Hanson’s call to ‘hide’ children with autism misguided
Senator Pauline Hanson’s call yesterday to remove children with Autism from mainstream classrooms attempts to over-simplify a complicated issue, feeding into people’s ignorance.
That’s the perspective of Barrie Elvish, Chief Executive of are-able, a regional Victorian employment and disability services agency that has, for more than 20 years, helped people of all abilities find their place in local communities.
He said that marginalising or ‘hiding away’ children with special needs could be detrimental to their development, and also threatened to inhibit other children’s emotional understanding and tolerance of people who had different needs to theirs.

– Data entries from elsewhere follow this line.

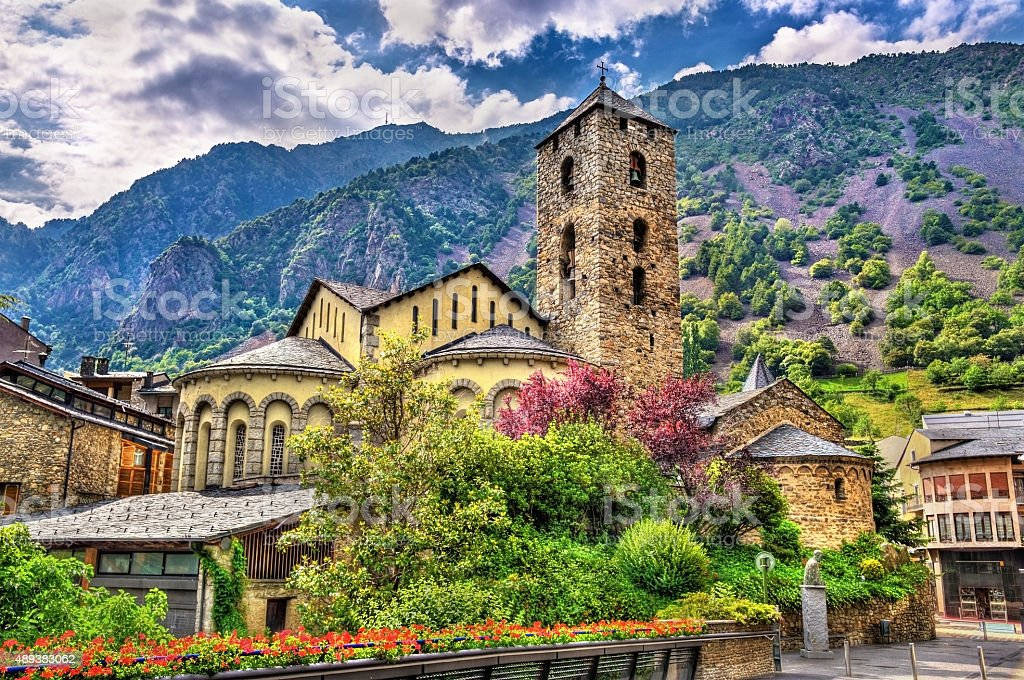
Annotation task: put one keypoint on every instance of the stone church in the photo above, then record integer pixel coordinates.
(607, 293)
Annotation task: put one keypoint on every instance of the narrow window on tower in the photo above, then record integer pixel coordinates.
(567, 174)
(639, 285)
(566, 262)
(639, 235)
(638, 169)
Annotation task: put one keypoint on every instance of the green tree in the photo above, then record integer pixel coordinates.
(887, 502)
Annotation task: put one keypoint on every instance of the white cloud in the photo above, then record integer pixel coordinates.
(795, 7)
(702, 67)
(486, 31)
(843, 37)
(157, 81)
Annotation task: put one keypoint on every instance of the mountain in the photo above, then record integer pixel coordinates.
(823, 146)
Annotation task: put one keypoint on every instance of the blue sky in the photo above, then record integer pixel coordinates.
(97, 93)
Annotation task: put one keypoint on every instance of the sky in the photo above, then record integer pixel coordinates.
(97, 93)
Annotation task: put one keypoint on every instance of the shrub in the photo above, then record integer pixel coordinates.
(782, 540)
(875, 273)
(663, 557)
(822, 268)
(708, 606)
(847, 370)
(872, 569)
(729, 306)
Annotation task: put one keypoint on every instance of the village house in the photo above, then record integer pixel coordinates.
(64, 444)
(607, 294)
(18, 343)
(964, 476)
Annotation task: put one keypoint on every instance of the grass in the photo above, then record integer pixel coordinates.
(889, 420)
(847, 385)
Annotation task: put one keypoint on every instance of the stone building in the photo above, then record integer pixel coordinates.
(607, 250)
(17, 343)
(143, 389)
(827, 486)
(152, 542)
(964, 477)
(64, 444)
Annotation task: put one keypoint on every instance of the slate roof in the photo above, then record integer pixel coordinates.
(1007, 444)
(606, 98)
(499, 339)
(785, 440)
(759, 376)
(291, 352)
(725, 404)
(180, 516)
(359, 297)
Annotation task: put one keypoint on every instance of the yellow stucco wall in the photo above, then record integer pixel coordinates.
(336, 322)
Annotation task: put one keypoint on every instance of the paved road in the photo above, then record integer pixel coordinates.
(942, 659)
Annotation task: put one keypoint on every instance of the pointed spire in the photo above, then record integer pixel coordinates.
(759, 376)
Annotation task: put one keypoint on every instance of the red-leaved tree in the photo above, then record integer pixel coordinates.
(666, 419)
(586, 392)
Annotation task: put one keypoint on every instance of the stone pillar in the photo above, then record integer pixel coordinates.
(815, 623)
(215, 459)
(254, 456)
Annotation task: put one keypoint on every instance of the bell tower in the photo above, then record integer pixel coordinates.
(607, 251)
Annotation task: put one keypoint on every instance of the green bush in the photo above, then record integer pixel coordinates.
(781, 540)
(872, 569)
(663, 557)
(822, 268)
(708, 606)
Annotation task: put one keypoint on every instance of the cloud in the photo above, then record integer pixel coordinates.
(795, 7)
(486, 31)
(702, 67)
(843, 37)
(105, 92)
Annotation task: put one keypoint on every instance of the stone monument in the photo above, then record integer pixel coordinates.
(815, 611)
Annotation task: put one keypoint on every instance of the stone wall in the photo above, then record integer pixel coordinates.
(735, 659)
(34, 454)
(912, 619)
(601, 323)
(780, 402)
(826, 519)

“Senator Pauline Hanson’s recent comments suggesting that autistic children should be removed from mainstream classrooms are not only unfortunate in the message they convey, but also because they are based on ignorance of the multiple conditions that comprise Autism.
“Autism comprises a broad spectrum of behavioural characteristics from low level Asperger’s to low functioning autism, the latter often associated with unrelated conditions including intellectual disability,” Mr Elvish explained.

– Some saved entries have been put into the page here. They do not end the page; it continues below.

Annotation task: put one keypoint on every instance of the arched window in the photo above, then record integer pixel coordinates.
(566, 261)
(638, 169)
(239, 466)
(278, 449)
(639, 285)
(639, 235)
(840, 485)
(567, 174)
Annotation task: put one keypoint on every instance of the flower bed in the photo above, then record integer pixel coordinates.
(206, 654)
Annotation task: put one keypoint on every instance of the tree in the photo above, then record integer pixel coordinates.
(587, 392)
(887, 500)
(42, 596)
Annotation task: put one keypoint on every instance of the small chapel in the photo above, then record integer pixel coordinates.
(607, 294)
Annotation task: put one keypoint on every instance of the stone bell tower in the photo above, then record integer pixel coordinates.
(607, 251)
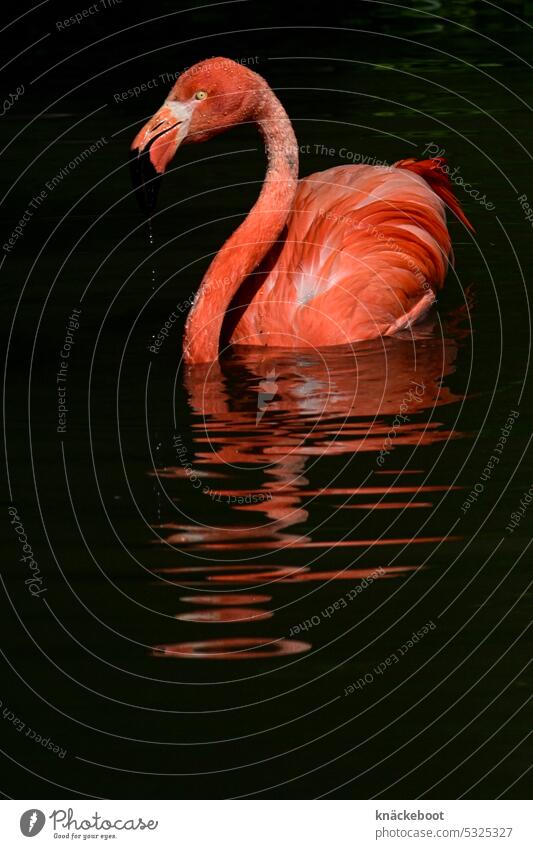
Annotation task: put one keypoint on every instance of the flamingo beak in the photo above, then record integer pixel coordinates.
(153, 148)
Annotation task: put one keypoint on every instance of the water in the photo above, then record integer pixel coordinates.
(273, 508)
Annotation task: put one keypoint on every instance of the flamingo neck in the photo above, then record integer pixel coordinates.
(247, 246)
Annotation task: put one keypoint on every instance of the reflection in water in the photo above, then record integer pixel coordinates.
(272, 467)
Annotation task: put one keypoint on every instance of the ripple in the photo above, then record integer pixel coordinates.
(227, 598)
(231, 648)
(225, 614)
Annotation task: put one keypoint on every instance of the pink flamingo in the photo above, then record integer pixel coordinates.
(351, 253)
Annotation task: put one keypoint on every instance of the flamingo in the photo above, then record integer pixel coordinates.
(352, 253)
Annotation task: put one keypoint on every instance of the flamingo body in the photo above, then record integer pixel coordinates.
(348, 254)
(364, 250)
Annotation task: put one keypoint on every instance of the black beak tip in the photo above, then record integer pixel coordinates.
(145, 179)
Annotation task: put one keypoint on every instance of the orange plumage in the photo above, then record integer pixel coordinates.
(347, 254)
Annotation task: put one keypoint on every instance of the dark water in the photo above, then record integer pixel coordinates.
(233, 560)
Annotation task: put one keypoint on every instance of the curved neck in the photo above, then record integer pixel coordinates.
(247, 246)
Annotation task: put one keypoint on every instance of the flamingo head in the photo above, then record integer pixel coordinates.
(206, 99)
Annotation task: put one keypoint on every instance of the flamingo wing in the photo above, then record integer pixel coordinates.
(364, 251)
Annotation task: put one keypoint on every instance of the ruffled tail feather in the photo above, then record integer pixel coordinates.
(432, 170)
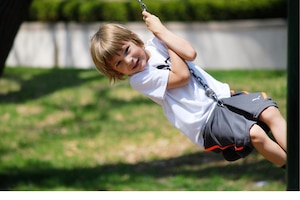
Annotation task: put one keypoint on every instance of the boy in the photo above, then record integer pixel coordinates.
(202, 108)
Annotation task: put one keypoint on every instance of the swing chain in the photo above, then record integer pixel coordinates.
(143, 6)
(208, 91)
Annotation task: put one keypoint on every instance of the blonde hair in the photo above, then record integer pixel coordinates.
(106, 43)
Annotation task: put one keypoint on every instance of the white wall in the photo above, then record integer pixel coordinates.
(220, 45)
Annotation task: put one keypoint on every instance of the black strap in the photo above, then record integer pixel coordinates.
(208, 91)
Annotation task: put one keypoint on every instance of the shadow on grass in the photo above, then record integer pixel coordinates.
(43, 82)
(111, 176)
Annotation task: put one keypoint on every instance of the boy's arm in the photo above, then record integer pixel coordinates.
(179, 45)
(179, 74)
(178, 48)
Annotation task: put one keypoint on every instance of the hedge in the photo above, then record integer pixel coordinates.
(168, 10)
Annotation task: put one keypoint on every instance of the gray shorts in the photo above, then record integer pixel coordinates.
(228, 127)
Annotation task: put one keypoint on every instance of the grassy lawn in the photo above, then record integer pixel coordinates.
(69, 129)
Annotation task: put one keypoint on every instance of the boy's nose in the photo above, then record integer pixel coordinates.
(128, 59)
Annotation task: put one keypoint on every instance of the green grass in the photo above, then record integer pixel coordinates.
(69, 129)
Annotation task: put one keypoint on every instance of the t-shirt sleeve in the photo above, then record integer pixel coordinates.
(151, 82)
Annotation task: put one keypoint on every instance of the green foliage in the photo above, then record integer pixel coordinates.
(69, 129)
(172, 10)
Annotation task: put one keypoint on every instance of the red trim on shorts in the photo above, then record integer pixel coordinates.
(223, 148)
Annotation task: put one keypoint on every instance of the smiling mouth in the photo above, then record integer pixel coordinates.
(136, 64)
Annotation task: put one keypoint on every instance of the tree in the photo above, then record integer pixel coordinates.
(12, 14)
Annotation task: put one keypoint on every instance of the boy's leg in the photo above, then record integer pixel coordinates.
(266, 146)
(274, 120)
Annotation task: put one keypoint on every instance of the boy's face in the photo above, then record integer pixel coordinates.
(130, 59)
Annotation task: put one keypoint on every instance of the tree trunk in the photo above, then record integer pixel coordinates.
(12, 14)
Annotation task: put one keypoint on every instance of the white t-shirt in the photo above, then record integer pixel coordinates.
(187, 107)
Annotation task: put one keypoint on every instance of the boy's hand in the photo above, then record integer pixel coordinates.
(153, 23)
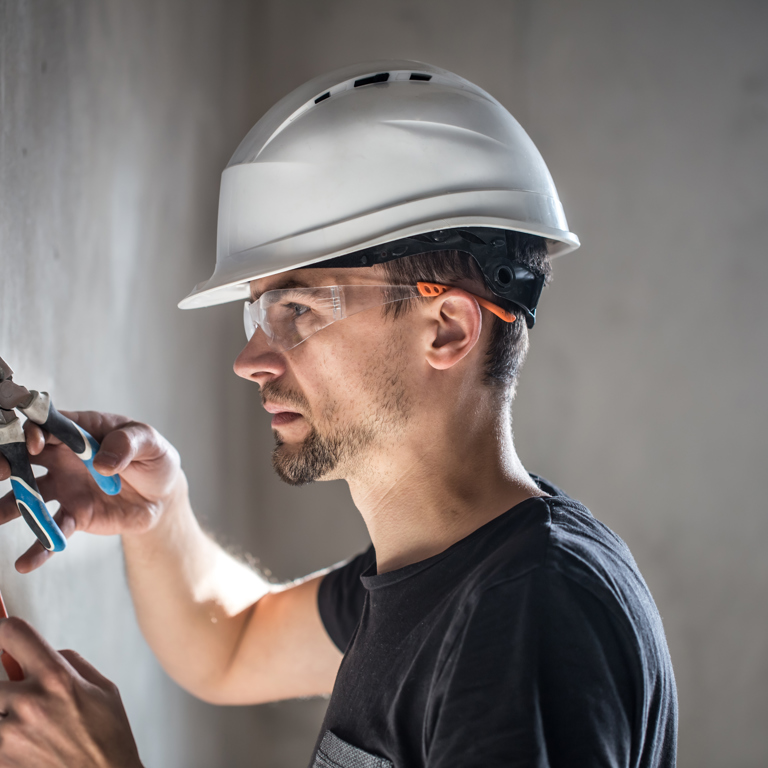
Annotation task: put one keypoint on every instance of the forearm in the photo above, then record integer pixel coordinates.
(191, 598)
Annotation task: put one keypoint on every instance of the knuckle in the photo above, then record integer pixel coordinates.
(57, 680)
(16, 627)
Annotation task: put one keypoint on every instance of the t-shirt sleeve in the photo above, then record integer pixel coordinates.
(341, 596)
(538, 676)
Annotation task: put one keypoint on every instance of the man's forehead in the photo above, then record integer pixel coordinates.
(310, 277)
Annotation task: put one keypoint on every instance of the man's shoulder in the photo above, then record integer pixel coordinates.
(556, 538)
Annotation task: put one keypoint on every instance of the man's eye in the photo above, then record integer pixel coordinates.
(296, 310)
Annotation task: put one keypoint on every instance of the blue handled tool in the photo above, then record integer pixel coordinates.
(37, 407)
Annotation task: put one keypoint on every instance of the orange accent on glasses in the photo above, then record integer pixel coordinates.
(435, 289)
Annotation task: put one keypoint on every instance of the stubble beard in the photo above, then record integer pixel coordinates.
(343, 450)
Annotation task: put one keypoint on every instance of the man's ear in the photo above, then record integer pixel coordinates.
(456, 330)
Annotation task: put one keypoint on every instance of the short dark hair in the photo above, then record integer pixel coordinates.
(508, 346)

“Education authorities across all states and political persuasions determined years ago that all children should be given equal opportunity to develop their full potential and bring their unique attributes to wider school communities.

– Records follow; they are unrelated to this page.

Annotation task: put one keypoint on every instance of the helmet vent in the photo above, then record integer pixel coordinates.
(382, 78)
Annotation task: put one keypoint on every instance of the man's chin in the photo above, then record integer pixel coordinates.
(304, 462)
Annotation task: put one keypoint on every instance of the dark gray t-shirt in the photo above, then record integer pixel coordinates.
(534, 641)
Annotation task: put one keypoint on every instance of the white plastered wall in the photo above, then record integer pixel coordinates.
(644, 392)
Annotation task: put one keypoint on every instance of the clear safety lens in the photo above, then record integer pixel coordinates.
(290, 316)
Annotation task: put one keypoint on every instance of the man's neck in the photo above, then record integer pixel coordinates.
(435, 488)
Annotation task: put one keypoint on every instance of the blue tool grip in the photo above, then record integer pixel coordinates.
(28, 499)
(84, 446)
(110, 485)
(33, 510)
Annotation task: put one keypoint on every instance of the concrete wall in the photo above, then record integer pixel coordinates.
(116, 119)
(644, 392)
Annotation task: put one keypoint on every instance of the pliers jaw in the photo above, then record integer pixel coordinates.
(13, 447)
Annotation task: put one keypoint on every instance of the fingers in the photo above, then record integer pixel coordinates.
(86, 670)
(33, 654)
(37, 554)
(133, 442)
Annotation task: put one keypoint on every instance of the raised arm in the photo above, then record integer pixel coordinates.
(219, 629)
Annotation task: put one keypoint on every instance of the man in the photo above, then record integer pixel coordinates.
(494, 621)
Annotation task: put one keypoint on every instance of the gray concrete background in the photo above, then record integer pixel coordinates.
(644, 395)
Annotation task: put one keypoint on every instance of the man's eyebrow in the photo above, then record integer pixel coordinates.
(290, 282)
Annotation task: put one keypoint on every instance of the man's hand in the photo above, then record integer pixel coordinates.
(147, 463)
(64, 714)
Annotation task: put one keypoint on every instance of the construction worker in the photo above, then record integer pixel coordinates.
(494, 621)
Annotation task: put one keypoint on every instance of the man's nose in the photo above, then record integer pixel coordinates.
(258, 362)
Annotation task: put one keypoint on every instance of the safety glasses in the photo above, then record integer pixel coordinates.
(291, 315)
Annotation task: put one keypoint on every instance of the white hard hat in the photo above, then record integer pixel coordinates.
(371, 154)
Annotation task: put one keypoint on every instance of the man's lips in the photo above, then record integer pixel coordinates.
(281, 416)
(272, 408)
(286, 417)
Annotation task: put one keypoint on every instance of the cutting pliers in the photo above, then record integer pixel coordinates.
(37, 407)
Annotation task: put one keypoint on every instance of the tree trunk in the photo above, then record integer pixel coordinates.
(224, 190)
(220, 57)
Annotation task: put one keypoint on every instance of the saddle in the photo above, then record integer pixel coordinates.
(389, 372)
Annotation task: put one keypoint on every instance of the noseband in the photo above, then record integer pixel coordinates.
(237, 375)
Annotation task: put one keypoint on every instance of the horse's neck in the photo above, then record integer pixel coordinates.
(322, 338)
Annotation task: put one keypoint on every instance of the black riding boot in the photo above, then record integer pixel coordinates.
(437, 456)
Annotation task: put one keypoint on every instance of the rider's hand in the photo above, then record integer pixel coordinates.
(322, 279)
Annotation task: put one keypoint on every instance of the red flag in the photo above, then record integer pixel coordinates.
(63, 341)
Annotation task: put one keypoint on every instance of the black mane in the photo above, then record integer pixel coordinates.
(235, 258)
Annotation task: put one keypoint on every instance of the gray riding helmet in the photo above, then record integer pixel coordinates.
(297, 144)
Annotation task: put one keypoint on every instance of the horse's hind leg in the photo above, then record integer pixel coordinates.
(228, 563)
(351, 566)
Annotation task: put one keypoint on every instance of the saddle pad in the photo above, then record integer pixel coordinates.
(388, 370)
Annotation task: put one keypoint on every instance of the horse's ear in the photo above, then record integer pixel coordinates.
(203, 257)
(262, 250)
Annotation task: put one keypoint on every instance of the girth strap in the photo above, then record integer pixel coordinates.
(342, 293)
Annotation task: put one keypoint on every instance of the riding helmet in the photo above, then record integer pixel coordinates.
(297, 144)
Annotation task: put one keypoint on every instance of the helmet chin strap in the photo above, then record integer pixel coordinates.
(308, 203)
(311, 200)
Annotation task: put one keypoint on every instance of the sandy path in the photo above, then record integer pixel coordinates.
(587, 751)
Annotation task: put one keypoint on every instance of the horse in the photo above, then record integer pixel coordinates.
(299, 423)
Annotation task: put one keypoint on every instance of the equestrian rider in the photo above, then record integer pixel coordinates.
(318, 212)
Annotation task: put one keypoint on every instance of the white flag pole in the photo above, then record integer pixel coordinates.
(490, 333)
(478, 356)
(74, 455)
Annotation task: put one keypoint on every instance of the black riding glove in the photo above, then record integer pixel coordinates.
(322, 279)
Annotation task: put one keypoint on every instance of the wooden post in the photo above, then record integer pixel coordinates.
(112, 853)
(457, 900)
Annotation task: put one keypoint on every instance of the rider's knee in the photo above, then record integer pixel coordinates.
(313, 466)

“Marginalising or hiding away children with special needs in special schools is potentially detrimental to their social and emotional development and their general inclusion in mainstream society. It also denies the opportunity for other children to learn that a community is made up of a diverse range of personalities, characteristic and abilities,” he said.
“Given that Gonski Mark 2 has just been endorsed with the support of Senator Hanson and her One Nation colleagues in the same venue that Senator Hanson made her comments it is more than a little ironic that she is now calling for the exclusion of some students.
“In a compassionate and egalitarian society Autistic children, as with the majority of children with special needs, deserve their place in mainstream education. Any extra demands this inclusion may entail can be addressed through additional professional development and support for classroom teachers, their special needs assistants, and the schools in which they teach. As an ex teacher and having ongoing experience and interactions with autistic people I sincerely believe Australia as a society is better than this.”